The Visual Display of Quantitative Information, the first book by renowned statistician Edward Tufte, is a wonderful exploration of what does and does not work in data graphics.
Tufte self-published the book in 1982 but it remains relevant and insightful today. It’s full of examples, of both good and bad instances of data graphics, that Tufte uses to draw out general principles that he suggests “apply to most designs”.
I found one example where I disagreed with Tufte, which I’ll come onto later.
Principles vs. insights
Tufte uses the word “principle” throughout the book. Sometimes, the principles themselves appear as a summary at the end of a chapter, but sometimes they’re buried in the middle.
However, although he takes care to define many of the terms used in the book, Tufte never actually defines what he means by “principle”. And what looks like a statement of principle is not labelled as such.
Insights into graphical design are to be gained, I believe, from theories of what makes for excellence in art, architecture and prose.
What follows is a mixture of the explicit principles and implicit insights I noted on a re-read of the book.
Tufte clearly sets out the first five principles at the end of the book’s first chapter, “Graphical Excellence”:
- Graphical excellence is the well-designed presentation of interesting data – a matter of substance, of statistics, and of design. [Emphasis is Tufte’s.]
- Graphical excellence consists of complex ideas communicated with clarity, precision, and efficiency.
- Graphical excellence is that which gives to the viewer the greatest number of ideas in the shortest time with the least ink in the smallest space.
- Graphical excellence is nearly always multivariate.

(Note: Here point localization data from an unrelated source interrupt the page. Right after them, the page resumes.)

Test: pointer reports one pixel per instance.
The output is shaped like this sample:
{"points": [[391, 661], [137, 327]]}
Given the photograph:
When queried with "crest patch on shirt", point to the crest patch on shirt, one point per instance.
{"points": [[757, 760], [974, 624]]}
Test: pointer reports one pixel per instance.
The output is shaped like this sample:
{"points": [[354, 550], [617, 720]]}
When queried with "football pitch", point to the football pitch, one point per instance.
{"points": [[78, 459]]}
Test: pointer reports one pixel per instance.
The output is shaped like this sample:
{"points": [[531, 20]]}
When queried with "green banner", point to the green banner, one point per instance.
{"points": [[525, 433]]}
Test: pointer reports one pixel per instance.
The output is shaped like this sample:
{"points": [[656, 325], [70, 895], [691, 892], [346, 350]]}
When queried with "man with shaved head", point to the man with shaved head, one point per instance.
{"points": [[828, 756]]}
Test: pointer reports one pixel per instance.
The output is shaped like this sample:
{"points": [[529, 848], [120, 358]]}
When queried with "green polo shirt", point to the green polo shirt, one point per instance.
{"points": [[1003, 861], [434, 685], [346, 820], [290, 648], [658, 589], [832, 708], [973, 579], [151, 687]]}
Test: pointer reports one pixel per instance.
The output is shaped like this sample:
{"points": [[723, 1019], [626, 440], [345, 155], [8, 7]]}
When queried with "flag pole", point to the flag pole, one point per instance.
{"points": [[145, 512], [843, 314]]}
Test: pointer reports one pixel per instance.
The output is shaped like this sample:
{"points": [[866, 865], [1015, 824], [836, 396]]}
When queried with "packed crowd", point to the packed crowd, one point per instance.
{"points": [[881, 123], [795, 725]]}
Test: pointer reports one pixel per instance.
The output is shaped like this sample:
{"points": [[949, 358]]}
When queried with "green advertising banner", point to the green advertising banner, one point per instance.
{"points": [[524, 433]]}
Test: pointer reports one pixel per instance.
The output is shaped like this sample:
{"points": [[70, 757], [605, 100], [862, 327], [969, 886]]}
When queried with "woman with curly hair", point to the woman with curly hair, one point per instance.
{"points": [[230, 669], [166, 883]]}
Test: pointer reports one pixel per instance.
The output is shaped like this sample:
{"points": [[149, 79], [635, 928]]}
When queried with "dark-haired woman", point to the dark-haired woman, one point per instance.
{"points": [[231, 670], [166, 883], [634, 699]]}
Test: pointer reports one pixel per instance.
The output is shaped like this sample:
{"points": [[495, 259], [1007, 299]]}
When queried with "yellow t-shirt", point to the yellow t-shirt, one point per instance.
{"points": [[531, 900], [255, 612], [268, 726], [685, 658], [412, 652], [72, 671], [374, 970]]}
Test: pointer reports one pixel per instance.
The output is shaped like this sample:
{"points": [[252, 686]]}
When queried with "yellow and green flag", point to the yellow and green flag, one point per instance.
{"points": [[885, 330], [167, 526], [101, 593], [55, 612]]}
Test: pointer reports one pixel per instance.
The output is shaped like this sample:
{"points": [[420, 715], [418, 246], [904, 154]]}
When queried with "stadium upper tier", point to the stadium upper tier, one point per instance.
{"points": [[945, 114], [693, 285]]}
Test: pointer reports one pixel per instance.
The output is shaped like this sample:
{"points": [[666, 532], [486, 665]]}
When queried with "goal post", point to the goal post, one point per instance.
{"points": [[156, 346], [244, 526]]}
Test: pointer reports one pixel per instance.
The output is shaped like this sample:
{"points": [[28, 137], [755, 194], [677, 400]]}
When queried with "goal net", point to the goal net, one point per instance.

- And graphical excellence requires telling the truth about data.
He provides many examples that follow these principles. And his final point leads into the idea of graphical integrity – that is “telling the truth about data” or, perhaps more aptly, effectively telling the truth with data.
Tufte says “Graphical integrity is more likely to result if these principles are followed”:
- The representation of numbers, as physically measured on the surface of the graphic itself, should be directly proportional to the numerical quantities represented.
- Clear, detailed, and thorough labelling should be used to defeat graphical distortion and ambiguity. Write out explanations of the data on the graphic itself. Label important events in the data.
- Show data variation, not design variation.
- In time-series displays of money, deflated and standardized units of monetary measurement are nearly always better than nominal units.
- The number of information-carrying (variable) dimensions depicted should not exceed the number of dimensions in the data.
- Graphics must not quote data out of context.
There are many shocking examples of clear distortions of data to show what happens when these principles are not followed.
Sadly, I’m sure many more examples have risen to prominence in the 17 years since the book was published.
In a chapter simply called “Data-ink”, Tufte describes “data-ink” itself as
the non-erasable core of a graphic, the non-redundant ink arranged in response to variation in the numbers represented.
This is a fascinating idea.
The book includes an illustration of what data-ink and non-data-ink look like in the book.
To analyse this, Tufte defines what he calls a “data-ink ratio”: the amount of data-ink divided by “total ink used to print the graphic”.
These days, “ink” might easily be substituted with “pixels”.
Either way, the ratio is about efficiency and reducing clutter, aiding the reader of the data in getting to its meanings more easily.
Five principles appear throughout the chapter, sometimes qualified by the phrase “within reason” – and then again without the qualification at the chapter’s end:
- Above all else show the data.
- Maximise the data-ink ratio.
- Erase non-data-ink.
- Erase redundant data-ink.
- Revise and edit.
These five points feel much more like guidance or instruction on producing one’s own graphs and charts than the earlier principles or insights which were as much about reading graphs and looking out for misleading presentations of data.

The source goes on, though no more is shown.